The drug delivery market is typically segmented by therapeutic area, geography, and/or route of administration. With respect to therapeutic area, drug delivery products are commonly used for relief of pain (sustained and breakthrough pain relief—multiple formulation types), in the central nervous system (sustained-release, orodispersible formulations, and depot injections), for type 2 diabetes (sustained-release depot injections [Bydureon^®]) and fatty acid-peptide conjugate [Victoza^®]), for prostate cancer (sustained-release depot injections), and in cardiovascular segments (sustained-release oral dosage forms). The treatment of asthma and other respiratory diseases is almost totally reliant on the use of inhaler technology, while drug delivery devices such as pens and autoinjectors have simplified the lives of type 1 diabetes sufferers.

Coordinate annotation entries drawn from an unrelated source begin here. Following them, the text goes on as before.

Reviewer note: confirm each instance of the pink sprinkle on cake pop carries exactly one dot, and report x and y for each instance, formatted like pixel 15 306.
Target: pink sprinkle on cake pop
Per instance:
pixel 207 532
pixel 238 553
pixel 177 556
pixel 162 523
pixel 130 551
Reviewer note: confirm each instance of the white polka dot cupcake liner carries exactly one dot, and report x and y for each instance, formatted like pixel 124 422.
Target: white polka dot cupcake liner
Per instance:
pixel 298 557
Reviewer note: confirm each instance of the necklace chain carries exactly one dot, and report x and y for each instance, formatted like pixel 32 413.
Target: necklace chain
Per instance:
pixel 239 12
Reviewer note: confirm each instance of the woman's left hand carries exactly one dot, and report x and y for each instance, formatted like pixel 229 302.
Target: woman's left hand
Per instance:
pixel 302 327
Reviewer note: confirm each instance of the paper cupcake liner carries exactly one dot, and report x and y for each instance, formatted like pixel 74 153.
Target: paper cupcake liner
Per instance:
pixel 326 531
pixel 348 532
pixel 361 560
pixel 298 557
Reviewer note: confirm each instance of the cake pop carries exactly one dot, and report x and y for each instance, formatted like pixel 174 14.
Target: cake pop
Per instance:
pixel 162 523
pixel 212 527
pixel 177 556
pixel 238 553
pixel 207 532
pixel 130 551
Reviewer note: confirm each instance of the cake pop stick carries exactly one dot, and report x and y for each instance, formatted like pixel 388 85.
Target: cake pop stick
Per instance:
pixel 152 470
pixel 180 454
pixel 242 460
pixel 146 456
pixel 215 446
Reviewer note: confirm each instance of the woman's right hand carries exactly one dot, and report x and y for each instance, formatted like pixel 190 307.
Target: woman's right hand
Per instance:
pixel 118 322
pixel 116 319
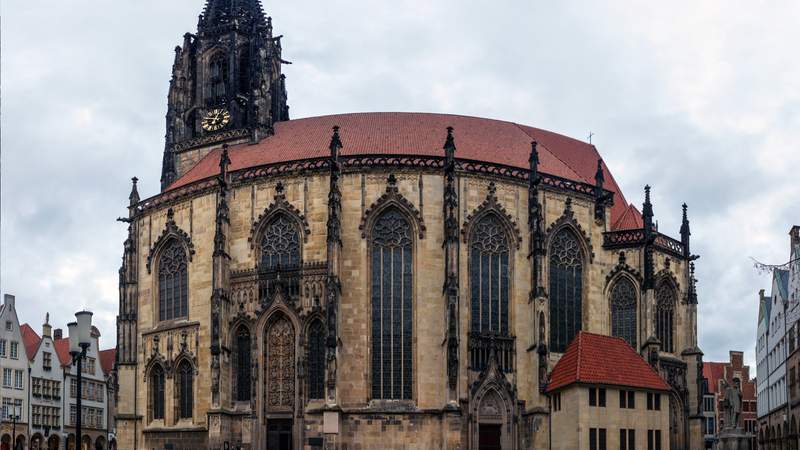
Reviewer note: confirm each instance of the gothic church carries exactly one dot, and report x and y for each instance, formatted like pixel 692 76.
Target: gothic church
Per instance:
pixel 378 280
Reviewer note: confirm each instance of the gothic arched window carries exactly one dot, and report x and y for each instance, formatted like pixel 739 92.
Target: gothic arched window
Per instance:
pixel 665 316
pixel 218 79
pixel 173 282
pixel 566 289
pixel 623 310
pixel 391 306
pixel 489 277
pixel 243 367
pixel 185 375
pixel 280 245
pixel 157 392
pixel 316 360
pixel 244 70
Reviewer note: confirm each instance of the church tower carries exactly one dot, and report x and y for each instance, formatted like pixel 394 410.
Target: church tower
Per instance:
pixel 226 85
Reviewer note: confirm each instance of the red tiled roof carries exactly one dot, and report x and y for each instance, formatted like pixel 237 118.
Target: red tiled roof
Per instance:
pixel 62 349
pixel 631 219
pixel 107 358
pixel 30 339
pixel 713 372
pixel 598 359
pixel 488 140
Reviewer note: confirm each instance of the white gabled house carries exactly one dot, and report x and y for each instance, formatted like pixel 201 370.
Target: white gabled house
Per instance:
pixel 46 386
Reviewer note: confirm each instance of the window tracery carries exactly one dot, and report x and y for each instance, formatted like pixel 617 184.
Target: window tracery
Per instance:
pixel 185 374
pixel 566 289
pixel 280 365
pixel 489 276
pixel 665 316
pixel 243 365
pixel 280 245
pixel 623 310
pixel 173 289
pixel 157 392
pixel 391 306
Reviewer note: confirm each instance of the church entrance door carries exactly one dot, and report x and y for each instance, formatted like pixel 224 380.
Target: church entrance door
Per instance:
pixel 279 434
pixel 489 436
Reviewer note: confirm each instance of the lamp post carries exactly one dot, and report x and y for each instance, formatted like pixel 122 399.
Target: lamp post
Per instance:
pixel 15 413
pixel 79 341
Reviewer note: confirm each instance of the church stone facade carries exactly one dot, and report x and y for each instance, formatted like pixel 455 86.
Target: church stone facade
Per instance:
pixel 376 280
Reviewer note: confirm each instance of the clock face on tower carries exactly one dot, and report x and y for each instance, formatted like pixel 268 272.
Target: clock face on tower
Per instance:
pixel 216 119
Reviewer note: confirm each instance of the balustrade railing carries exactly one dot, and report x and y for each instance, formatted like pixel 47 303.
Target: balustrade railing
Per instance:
pixel 483 345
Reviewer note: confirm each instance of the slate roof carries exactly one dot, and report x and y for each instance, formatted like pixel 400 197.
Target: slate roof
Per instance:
pixel 422 134
pixel 597 359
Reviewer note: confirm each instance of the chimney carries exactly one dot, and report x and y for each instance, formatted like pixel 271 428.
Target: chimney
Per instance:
pixel 46 328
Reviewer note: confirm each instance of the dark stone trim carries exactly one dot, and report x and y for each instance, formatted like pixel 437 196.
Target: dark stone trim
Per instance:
pixel 353 163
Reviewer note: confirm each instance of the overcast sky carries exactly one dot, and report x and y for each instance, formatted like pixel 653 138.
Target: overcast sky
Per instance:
pixel 699 99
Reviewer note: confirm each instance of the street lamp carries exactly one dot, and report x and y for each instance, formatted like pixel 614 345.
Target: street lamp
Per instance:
pixel 80 333
pixel 15 413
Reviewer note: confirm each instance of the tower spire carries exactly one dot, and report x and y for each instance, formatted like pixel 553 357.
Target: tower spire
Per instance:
pixel 685 233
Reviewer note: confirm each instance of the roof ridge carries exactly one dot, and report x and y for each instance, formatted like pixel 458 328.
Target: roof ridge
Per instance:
pixel 542 145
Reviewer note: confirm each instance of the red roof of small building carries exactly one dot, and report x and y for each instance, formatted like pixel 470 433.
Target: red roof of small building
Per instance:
pixel 423 134
pixel 631 219
pixel 107 358
pixel 30 339
pixel 597 359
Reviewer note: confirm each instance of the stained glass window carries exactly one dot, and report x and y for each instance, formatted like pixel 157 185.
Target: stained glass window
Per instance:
pixel 665 313
pixel 280 245
pixel 316 360
pixel 157 392
pixel 218 77
pixel 242 355
pixel 566 289
pixel 185 393
pixel 391 307
pixel 173 282
pixel 489 278
pixel 623 310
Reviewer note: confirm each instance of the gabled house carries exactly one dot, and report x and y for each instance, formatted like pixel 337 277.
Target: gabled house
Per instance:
pixel 46 385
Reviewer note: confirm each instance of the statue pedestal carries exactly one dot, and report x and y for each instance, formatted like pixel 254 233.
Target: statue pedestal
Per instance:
pixel 733 439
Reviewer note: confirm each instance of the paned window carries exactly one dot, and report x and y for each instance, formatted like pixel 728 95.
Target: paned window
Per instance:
pixel 280 245
pixel 566 289
pixel 489 277
pixel 173 282
pixel 391 306
pixel 243 374
pixel 665 316
pixel 185 392
pixel 316 360
pixel 623 311
pixel 219 78
pixel 157 392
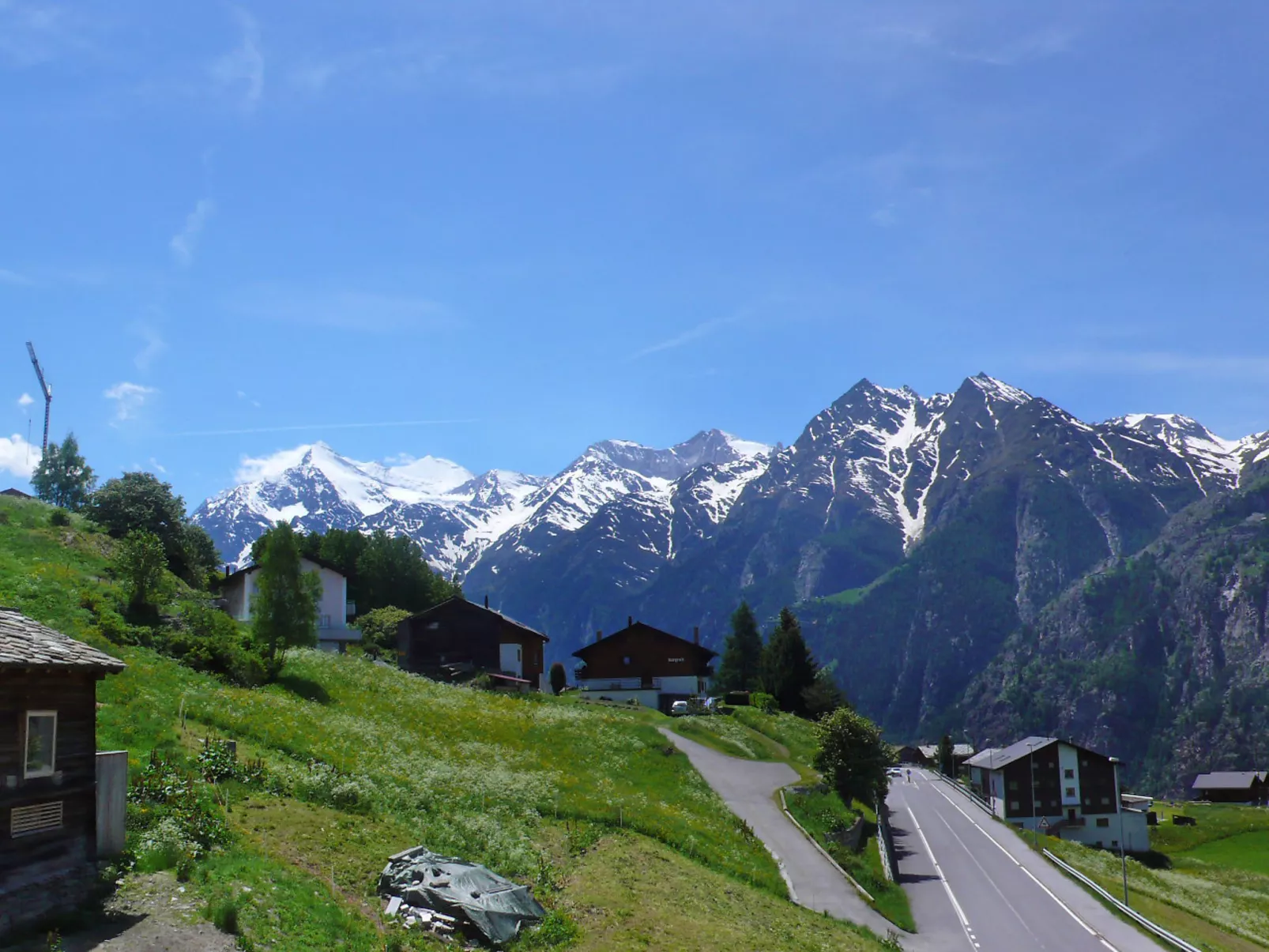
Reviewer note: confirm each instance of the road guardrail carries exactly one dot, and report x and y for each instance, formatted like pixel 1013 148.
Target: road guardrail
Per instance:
pixel 1127 910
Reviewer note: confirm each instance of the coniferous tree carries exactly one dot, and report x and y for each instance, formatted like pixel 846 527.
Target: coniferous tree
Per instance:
pixel 787 668
pixel 743 653
pixel 284 608
pixel 947 755
pixel 62 476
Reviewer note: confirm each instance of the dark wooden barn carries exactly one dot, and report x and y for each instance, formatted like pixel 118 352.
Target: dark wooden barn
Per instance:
pixel 460 638
pixel 645 664
pixel 47 768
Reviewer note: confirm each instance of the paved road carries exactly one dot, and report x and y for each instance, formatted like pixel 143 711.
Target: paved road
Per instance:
pixel 975 886
pixel 749 788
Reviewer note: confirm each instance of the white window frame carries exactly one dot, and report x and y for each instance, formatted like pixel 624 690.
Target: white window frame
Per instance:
pixel 25 747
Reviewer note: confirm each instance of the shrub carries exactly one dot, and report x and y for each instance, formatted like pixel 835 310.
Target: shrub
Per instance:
pixel 559 678
pixel 378 630
pixel 764 702
pixel 209 640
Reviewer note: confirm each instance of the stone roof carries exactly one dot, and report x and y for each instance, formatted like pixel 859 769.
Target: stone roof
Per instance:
pixel 25 642
pixel 1227 780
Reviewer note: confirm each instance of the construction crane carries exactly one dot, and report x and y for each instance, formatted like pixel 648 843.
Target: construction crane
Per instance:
pixel 45 389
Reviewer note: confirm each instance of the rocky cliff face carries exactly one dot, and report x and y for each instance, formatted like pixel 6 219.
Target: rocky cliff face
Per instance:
pixel 1162 655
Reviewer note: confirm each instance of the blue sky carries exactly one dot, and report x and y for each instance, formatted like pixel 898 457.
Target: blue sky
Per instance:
pixel 498 232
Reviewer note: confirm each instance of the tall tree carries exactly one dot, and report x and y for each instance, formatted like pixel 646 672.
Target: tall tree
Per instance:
pixel 62 476
pixel 787 668
pixel 947 755
pixel 140 563
pixel 284 607
pixel 852 757
pixel 393 571
pixel 743 653
pixel 140 502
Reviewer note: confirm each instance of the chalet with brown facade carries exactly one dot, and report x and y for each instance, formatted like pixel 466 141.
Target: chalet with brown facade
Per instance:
pixel 1233 787
pixel 458 638
pixel 1063 788
pixel 646 664
pixel 47 768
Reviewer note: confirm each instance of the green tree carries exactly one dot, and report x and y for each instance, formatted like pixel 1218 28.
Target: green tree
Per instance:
pixel 140 564
pixel 140 502
pixel 743 653
pixel 62 477
pixel 787 667
pixel 393 571
pixel 559 678
pixel 947 755
pixel 824 696
pixel 378 630
pixel 852 757
pixel 284 607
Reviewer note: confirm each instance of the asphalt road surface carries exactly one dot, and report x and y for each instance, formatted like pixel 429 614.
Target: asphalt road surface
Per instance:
pixel 973 885
pixel 749 787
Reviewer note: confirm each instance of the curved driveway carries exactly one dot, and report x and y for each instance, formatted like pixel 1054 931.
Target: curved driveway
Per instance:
pixel 749 788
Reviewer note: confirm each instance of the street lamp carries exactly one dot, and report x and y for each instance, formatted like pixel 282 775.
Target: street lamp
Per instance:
pixel 1118 810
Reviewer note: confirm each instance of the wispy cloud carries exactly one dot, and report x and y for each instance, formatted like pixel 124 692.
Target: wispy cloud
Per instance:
pixel 154 345
pixel 32 33
pixel 1151 362
pixel 299 427
pixel 702 330
pixel 243 67
pixel 129 399
pixel 186 240
pixel 345 310
pixel 8 277
pixel 18 456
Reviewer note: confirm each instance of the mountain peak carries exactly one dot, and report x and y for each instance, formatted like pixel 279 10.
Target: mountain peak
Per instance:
pixel 999 390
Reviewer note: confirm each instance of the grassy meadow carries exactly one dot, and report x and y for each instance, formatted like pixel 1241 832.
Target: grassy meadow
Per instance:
pixel 352 761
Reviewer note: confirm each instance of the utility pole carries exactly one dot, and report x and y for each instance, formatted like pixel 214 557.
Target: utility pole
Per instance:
pixel 43 389
pixel 1118 809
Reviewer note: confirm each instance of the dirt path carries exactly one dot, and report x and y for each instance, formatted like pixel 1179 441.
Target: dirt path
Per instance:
pixel 151 912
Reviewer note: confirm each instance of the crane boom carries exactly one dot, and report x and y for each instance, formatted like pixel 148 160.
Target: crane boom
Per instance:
pixel 45 389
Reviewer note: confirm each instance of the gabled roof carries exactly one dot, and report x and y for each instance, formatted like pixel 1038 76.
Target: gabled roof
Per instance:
pixel 318 563
pixel 1001 757
pixel 24 642
pixel 932 751
pixel 638 630
pixel 461 603
pixel 1229 780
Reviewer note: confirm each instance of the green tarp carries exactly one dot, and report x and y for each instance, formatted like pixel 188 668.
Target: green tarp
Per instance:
pixel 498 908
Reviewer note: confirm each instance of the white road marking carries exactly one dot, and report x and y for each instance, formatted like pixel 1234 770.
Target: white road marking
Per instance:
pixel 1018 864
pixel 959 912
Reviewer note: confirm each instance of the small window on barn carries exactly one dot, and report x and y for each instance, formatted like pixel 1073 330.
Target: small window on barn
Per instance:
pixel 41 744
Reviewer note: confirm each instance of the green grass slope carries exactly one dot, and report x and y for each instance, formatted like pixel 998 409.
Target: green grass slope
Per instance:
pixel 360 761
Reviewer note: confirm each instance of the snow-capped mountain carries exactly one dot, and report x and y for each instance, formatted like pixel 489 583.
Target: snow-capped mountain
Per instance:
pixel 457 516
pixel 1217 464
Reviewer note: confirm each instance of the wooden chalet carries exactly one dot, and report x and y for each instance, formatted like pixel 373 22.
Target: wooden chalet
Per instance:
pixel 458 638
pixel 646 664
pixel 47 768
pixel 1233 787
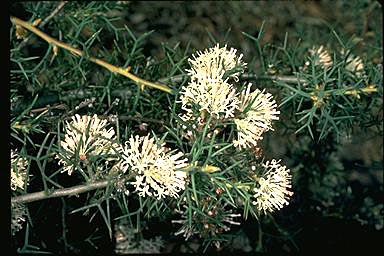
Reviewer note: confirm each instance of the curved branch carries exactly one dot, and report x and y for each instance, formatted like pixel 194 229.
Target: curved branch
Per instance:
pixel 36 196
pixel 77 52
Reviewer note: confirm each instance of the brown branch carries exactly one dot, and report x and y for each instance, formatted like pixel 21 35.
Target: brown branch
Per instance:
pixel 45 21
pixel 36 196
pixel 114 69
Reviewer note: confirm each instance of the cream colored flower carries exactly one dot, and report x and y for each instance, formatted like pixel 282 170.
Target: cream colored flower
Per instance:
pixel 19 213
pixel 156 168
pixel 85 136
pixel 214 62
pixel 323 58
pixel 257 111
pixel 272 191
pixel 355 65
pixel 18 171
pixel 215 96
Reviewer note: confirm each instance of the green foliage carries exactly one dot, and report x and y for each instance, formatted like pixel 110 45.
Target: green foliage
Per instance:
pixel 321 107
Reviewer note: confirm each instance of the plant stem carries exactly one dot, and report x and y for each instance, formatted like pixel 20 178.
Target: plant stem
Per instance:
pixel 75 190
pixel 77 52
pixel 45 21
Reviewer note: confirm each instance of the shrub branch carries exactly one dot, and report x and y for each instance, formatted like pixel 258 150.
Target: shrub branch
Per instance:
pixel 75 190
pixel 77 52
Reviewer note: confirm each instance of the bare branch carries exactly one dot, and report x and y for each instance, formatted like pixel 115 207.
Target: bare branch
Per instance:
pixel 36 196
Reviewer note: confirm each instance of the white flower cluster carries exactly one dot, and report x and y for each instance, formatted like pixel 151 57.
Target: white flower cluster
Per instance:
pixel 209 91
pixel 156 168
pixel 272 191
pixel 258 109
pixel 18 180
pixel 85 136
pixel 19 213
pixel 355 65
pixel 18 171
pixel 214 62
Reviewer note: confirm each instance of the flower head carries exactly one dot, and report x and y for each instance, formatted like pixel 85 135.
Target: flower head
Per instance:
pixel 19 213
pixel 323 58
pixel 272 191
pixel 215 96
pixel 155 167
pixel 355 65
pixel 214 62
pixel 85 137
pixel 18 171
pixel 258 110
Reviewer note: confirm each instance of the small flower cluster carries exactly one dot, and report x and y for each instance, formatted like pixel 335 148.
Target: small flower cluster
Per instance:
pixel 85 137
pixel 19 213
pixel 272 191
pixel 18 171
pixel 322 57
pixel 154 167
pixel 19 179
pixel 210 91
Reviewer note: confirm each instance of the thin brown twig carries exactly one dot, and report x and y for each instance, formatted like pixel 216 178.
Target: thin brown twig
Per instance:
pixel 36 196
pixel 45 21
pixel 114 69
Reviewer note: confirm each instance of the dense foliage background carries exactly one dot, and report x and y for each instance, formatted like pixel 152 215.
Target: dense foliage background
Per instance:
pixel 337 164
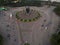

Drug delivery products meet market needs in a number of ways. These needs can be viewed from the standpoint of the main stakeholders involved in health care. Patients, doctors, and other healthcare professionals want products that are more efficacious, safer, and more convenient to use than those already on the market. Doctors in particular desire a broad palette of therapeutic options so that they can tailor therapy to the needs of individual patents. In addition, patients want products with a pleasant taste, which are nongritty and are easy to swallow. Reductions in dosing frequency and improved ease of administration or taste are often accompanied by an improvement in adherence to the medication regimen, which, in turn, has a knock-on effect on therapeutic effectiveness. The same can be said for medicines with an improved side-effect profile either over the original product or others in the same therapeutic class. The price of the new therapy is also important for OTC and POM products in cases where patients have to make a large copayment, or a contribution, which is a percentage of the total price.

Payers want therapies with greater effectiveness and safety or that aid adherence to therapy, as this should reduce the total time of treatment and reduce the likelihood of adverse effects. Nonadherence with chronic medication is currently thought to be around 50% and this costs the U.S. health-care system alone between $100 billion and $289 billion annually (Viswanathan et al. 2012). Unsurprisingly, the issue of nonadherence is of importance to payers, and although the reasons for it are multifactorial, it has been repeatedly shown that simplifying the dosage regimen facilitates compliance with therapy (Laliberté et al. 2013; Medic et al. 2013). Payers also want medications that can be self-administered or administered in an out-patient setting, to reduce the need to treat patients in hospital, which is very expensive. Often drug delivery approaches are required to develop such formulations.

The overriding goal of early development is to initiate animal, toxicology, and later clinical testing as soon as possible, in order to get an initial readout on a new therapeutic entity’s safety and pharmacokinetics. Typically, pharmaceutical scientists employ as simple formulations as possible (solutions, suspensions) in order to achieve sufficient drug exposure during early development. Even in later clinical stages, companies tend to develop simple immediate-release formulations (tablets/capsules or injections) in order not to add complexity to the development process. More sophisticated formulations and drug delivery approaches are often only used for these “first-generation” formulations if necessary, e.g., to achieve adequate bioavailability and/or stability of the compound.